Temmuz sonunda Gümüşlük’le ilgili olarak “Bir dokunuşa bin ah” başlıklı yazımda Gümüşlük Forum Grubu önderliğinde ora sakinlerinin “Kıyılar halkındır, işgali sonlandır” protestolarını dile getirmiştim. Söz konusu Çayıraltı Halk Plajı’nın Bodrum Belediyesi’nin kararıyla sahili küçültmesi, halktan alınan bölümün bir işletmeye verilmesiydi.

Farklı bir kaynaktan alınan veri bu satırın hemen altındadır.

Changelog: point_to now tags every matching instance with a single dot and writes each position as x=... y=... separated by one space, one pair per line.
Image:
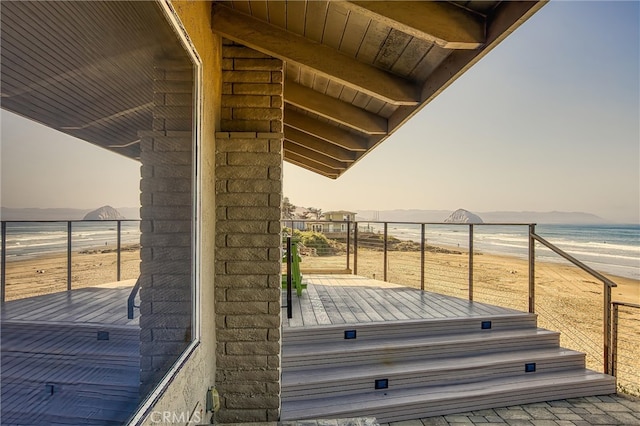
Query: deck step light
x=50 y=389
x=382 y=383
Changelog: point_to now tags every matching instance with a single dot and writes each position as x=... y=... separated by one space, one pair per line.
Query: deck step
x=409 y=328
x=349 y=380
x=403 y=404
x=392 y=351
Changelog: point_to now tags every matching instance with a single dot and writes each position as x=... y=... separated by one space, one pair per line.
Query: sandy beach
x=567 y=299
x=48 y=274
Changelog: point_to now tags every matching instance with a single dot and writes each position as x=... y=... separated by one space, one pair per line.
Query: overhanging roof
x=355 y=71
x=85 y=68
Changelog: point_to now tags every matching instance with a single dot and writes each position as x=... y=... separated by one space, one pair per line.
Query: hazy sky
x=548 y=120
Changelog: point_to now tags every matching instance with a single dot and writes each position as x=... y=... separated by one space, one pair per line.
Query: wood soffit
x=354 y=71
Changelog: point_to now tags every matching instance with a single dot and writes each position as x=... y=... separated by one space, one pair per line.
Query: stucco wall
x=187 y=392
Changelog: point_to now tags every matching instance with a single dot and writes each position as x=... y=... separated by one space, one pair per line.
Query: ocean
x=613 y=249
x=27 y=240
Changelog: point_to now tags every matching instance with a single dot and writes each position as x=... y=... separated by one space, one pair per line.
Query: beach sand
x=567 y=299
x=48 y=274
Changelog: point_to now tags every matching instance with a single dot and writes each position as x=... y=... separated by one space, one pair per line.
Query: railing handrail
x=69 y=220
x=3 y=252
x=285 y=221
x=573 y=260
x=627 y=304
x=532 y=236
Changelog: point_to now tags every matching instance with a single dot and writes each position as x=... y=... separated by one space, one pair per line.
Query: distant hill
x=554 y=217
x=7 y=213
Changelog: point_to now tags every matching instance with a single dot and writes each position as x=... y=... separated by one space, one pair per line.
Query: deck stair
x=428 y=367
x=69 y=373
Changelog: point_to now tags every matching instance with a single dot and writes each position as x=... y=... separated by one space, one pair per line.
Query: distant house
x=210 y=98
x=333 y=222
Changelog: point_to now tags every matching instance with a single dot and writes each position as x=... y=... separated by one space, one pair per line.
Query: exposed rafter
x=319 y=145
x=334 y=109
x=314 y=155
x=323 y=59
x=325 y=131
x=294 y=158
x=442 y=23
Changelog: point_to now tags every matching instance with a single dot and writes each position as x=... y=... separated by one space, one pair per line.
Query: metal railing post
x=119 y=227
x=69 y=256
x=422 y=247
x=532 y=269
x=607 y=328
x=614 y=340
x=471 y=261
x=385 y=251
x=348 y=243
x=3 y=274
x=289 y=280
x=355 y=248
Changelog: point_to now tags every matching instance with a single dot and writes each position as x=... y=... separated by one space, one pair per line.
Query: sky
x=549 y=120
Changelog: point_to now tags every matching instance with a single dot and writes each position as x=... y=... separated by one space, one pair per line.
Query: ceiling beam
x=313 y=166
x=314 y=155
x=319 y=145
x=329 y=133
x=322 y=59
x=442 y=23
x=334 y=109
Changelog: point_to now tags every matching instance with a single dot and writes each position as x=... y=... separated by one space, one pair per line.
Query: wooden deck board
x=350 y=299
x=53 y=339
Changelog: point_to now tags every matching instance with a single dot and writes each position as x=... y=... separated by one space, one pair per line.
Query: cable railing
x=45 y=239
x=624 y=348
x=452 y=259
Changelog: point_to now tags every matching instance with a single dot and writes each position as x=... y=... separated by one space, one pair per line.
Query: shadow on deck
x=70 y=358
x=360 y=347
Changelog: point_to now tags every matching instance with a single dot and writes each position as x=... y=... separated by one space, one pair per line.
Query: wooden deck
x=70 y=358
x=361 y=347
x=351 y=299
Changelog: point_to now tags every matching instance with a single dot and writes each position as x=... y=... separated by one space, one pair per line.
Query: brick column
x=166 y=235
x=248 y=242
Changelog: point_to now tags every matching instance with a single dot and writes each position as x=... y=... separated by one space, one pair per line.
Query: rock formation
x=104 y=213
x=463 y=216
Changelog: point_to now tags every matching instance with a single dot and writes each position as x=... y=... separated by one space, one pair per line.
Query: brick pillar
x=248 y=242
x=166 y=213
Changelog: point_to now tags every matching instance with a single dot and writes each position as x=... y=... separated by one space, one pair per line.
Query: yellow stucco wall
x=187 y=391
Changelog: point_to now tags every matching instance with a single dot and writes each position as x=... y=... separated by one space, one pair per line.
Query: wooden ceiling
x=355 y=71
x=85 y=68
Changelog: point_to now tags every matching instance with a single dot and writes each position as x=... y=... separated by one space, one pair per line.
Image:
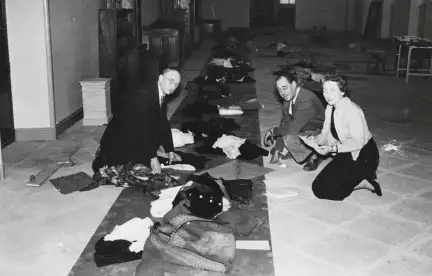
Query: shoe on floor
x=275 y=157
x=312 y=163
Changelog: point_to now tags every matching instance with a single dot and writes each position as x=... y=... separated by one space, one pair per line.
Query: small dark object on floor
x=72 y=183
x=198 y=108
x=114 y=252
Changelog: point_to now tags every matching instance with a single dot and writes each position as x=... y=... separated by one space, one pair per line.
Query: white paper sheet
x=253 y=245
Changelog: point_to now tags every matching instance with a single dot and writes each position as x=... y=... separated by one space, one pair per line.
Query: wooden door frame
x=7 y=78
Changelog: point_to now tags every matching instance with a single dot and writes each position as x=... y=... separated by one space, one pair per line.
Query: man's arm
x=285 y=120
x=304 y=113
x=165 y=135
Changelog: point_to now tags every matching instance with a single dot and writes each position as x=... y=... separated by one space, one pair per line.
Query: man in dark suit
x=140 y=127
x=302 y=114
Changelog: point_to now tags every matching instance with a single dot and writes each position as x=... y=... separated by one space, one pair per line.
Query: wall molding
x=35 y=134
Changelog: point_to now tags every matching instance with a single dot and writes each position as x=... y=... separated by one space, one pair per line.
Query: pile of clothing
x=194 y=225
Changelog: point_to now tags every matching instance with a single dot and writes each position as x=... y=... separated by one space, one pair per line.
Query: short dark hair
x=340 y=80
x=289 y=76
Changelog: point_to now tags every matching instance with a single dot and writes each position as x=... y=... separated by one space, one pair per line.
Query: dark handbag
x=204 y=197
x=240 y=190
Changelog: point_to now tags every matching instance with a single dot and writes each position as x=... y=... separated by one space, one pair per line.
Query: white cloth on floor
x=163 y=204
x=135 y=230
x=230 y=145
x=179 y=167
x=180 y=138
x=229 y=111
x=222 y=62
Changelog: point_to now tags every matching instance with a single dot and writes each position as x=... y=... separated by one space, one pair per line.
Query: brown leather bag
x=195 y=242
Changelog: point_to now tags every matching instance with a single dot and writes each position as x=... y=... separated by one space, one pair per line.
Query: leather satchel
x=195 y=242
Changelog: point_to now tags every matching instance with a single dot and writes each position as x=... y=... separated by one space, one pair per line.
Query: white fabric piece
x=179 y=167
x=280 y=46
x=229 y=111
x=222 y=62
x=163 y=204
x=135 y=230
x=180 y=138
x=230 y=145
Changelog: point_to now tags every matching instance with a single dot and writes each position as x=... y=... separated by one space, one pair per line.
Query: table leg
x=2 y=168
x=398 y=60
x=408 y=64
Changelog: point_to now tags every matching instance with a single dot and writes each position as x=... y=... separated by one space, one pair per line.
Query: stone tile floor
x=43 y=232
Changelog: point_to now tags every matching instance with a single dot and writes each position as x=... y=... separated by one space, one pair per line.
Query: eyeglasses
x=170 y=80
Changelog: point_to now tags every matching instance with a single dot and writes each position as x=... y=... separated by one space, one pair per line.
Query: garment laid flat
x=135 y=133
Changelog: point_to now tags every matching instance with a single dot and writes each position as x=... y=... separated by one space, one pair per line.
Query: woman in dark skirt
x=345 y=135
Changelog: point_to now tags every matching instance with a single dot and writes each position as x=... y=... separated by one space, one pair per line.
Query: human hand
x=324 y=150
x=269 y=138
x=173 y=157
x=320 y=140
x=155 y=165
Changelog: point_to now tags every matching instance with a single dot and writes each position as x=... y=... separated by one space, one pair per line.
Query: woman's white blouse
x=351 y=126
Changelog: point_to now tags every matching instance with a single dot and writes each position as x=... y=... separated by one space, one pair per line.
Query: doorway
x=6 y=113
x=374 y=19
x=422 y=11
x=286 y=13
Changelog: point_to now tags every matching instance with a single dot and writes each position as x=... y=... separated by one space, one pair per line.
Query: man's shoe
x=312 y=163
x=275 y=157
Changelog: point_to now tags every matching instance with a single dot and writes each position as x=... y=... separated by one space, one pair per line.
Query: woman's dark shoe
x=275 y=157
x=377 y=187
x=312 y=163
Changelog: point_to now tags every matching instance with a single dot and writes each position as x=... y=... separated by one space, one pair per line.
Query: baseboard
x=35 y=134
x=69 y=121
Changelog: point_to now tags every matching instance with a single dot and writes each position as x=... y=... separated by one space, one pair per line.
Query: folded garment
x=230 y=110
x=240 y=220
x=230 y=145
x=248 y=150
x=198 y=108
x=179 y=167
x=72 y=183
x=135 y=230
x=180 y=138
x=161 y=206
x=197 y=161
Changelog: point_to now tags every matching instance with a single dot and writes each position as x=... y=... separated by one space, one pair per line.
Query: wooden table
x=412 y=44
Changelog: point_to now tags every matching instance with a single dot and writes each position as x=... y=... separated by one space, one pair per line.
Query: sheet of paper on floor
x=253 y=245
x=237 y=169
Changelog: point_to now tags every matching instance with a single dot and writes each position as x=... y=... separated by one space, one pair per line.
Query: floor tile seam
x=408 y=164
x=410 y=176
x=25 y=158
x=409 y=196
x=317 y=259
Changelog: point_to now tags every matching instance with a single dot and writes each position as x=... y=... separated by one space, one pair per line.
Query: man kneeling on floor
x=302 y=115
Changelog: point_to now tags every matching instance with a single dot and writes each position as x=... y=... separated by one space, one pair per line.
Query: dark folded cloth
x=200 y=107
x=240 y=220
x=114 y=252
x=72 y=183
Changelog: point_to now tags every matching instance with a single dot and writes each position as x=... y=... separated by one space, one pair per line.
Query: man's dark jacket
x=307 y=114
x=136 y=131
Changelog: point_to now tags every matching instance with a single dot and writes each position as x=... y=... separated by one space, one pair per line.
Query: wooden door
x=6 y=113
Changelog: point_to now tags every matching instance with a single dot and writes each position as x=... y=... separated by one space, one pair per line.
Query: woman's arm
x=322 y=138
x=357 y=129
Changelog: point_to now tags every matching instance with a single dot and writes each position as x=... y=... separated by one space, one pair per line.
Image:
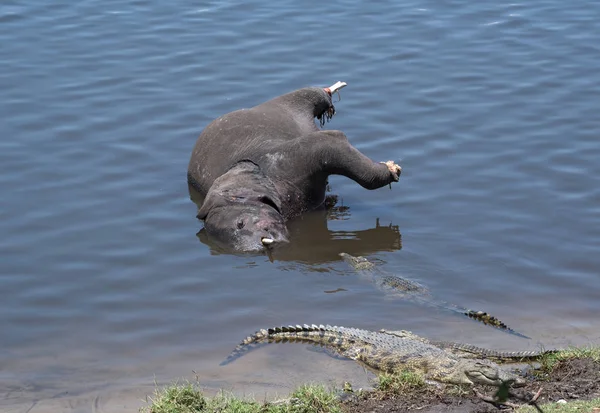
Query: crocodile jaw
x=486 y=372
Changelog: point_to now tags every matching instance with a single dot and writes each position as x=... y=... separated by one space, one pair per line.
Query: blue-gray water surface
x=105 y=287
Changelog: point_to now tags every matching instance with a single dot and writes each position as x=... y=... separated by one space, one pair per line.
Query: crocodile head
x=490 y=373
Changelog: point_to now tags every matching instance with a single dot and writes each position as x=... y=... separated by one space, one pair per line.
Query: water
x=105 y=286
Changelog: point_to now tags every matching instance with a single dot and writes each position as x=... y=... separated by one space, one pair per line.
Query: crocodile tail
x=490 y=320
x=492 y=354
x=248 y=344
x=314 y=334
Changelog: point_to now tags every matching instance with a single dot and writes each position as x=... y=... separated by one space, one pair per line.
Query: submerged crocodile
x=394 y=352
x=416 y=292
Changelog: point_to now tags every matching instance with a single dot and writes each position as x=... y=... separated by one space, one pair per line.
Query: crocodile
x=416 y=292
x=465 y=350
x=390 y=352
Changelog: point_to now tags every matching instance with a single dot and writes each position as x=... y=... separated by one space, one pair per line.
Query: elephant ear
x=203 y=211
x=211 y=201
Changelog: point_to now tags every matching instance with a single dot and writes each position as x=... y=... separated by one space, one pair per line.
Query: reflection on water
x=311 y=242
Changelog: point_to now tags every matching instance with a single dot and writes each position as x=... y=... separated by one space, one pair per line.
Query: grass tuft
x=580 y=406
x=548 y=361
x=398 y=383
x=187 y=398
x=314 y=399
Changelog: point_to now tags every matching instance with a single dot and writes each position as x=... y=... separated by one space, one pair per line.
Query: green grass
x=585 y=406
x=188 y=398
x=398 y=383
x=548 y=361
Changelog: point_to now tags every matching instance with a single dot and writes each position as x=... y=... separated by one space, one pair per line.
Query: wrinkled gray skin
x=257 y=168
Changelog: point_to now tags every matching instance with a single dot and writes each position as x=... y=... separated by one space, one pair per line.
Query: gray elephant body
x=257 y=168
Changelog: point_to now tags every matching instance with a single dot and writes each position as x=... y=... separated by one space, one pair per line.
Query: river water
x=491 y=108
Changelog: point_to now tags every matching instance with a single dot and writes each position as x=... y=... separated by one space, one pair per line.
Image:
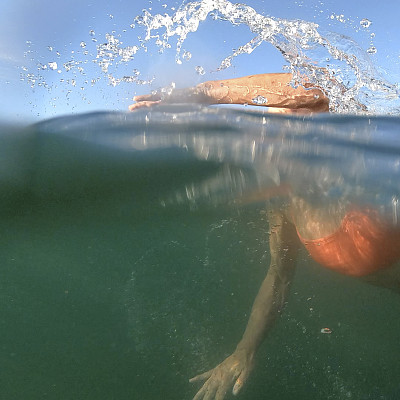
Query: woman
x=351 y=240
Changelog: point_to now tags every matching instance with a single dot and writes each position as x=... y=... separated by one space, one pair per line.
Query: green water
x=120 y=299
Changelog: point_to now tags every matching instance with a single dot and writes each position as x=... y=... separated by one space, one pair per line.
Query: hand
x=233 y=371
x=145 y=101
x=200 y=94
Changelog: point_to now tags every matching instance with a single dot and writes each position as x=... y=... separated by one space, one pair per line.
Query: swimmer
x=355 y=241
x=271 y=90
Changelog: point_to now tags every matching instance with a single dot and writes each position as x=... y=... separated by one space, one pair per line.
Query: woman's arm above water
x=234 y=371
x=270 y=90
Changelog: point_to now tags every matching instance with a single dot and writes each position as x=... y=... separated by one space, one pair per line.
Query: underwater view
x=200 y=200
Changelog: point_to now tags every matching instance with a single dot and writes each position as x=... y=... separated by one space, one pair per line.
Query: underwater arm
x=270 y=90
x=270 y=300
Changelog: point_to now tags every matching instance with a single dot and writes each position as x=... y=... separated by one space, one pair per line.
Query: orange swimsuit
x=363 y=244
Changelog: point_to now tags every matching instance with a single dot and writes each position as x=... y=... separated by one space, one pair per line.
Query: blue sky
x=34 y=33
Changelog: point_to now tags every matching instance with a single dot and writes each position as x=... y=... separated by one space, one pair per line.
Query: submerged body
x=350 y=239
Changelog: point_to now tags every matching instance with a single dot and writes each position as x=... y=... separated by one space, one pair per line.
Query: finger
x=148 y=97
x=200 y=393
x=202 y=376
x=206 y=392
x=221 y=392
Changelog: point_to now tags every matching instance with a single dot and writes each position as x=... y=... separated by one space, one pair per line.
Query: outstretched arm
x=271 y=90
x=270 y=300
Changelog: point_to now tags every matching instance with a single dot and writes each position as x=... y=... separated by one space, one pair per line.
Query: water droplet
x=200 y=70
x=259 y=100
x=365 y=23
x=53 y=65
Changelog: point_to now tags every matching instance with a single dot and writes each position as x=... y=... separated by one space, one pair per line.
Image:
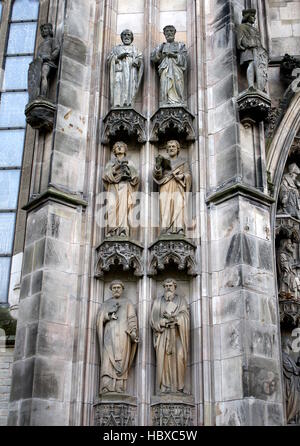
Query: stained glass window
x=19 y=53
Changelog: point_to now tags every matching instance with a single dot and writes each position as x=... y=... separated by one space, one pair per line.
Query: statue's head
x=249 y=16
x=294 y=169
x=170 y=286
x=173 y=148
x=46 y=30
x=120 y=148
x=286 y=345
x=169 y=32
x=127 y=37
x=286 y=244
x=117 y=287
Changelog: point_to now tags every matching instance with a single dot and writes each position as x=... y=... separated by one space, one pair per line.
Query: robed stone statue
x=289 y=283
x=126 y=65
x=171 y=58
x=291 y=374
x=253 y=55
x=289 y=198
x=121 y=180
x=45 y=64
x=117 y=331
x=173 y=176
x=170 y=321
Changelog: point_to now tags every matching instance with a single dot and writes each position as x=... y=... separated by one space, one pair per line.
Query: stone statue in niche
x=126 y=64
x=173 y=176
x=291 y=373
x=289 y=197
x=117 y=331
x=171 y=58
x=289 y=283
x=121 y=180
x=45 y=64
x=170 y=321
x=253 y=54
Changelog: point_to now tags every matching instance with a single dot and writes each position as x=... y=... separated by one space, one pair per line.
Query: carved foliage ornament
x=117 y=252
x=181 y=252
x=172 y=415
x=177 y=119
x=126 y=121
x=115 y=414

Şimdi sevinerek açıklıyorum ki Bodrum Belediye Başkanı Tamer Mandalinci bu karardan geri dönmekle kalmadı, bir de ağustos ayı belediye meclisi toplantısında bir önceki toplantıda “bulunduğu makama yakışmayacak bir dil kullandığı ve davranış biçmi gösterdiği için Gümüşlük Forum’undan samimiyetle özür dilediğini” açıkladı.

Ben de sayın Mandalinci’ye bu olgun davranışı ve özrü için teşekkür ediyorum. Zaten herkes bilmeli ki amaç bağcı dövmek değil, üzüm yemek!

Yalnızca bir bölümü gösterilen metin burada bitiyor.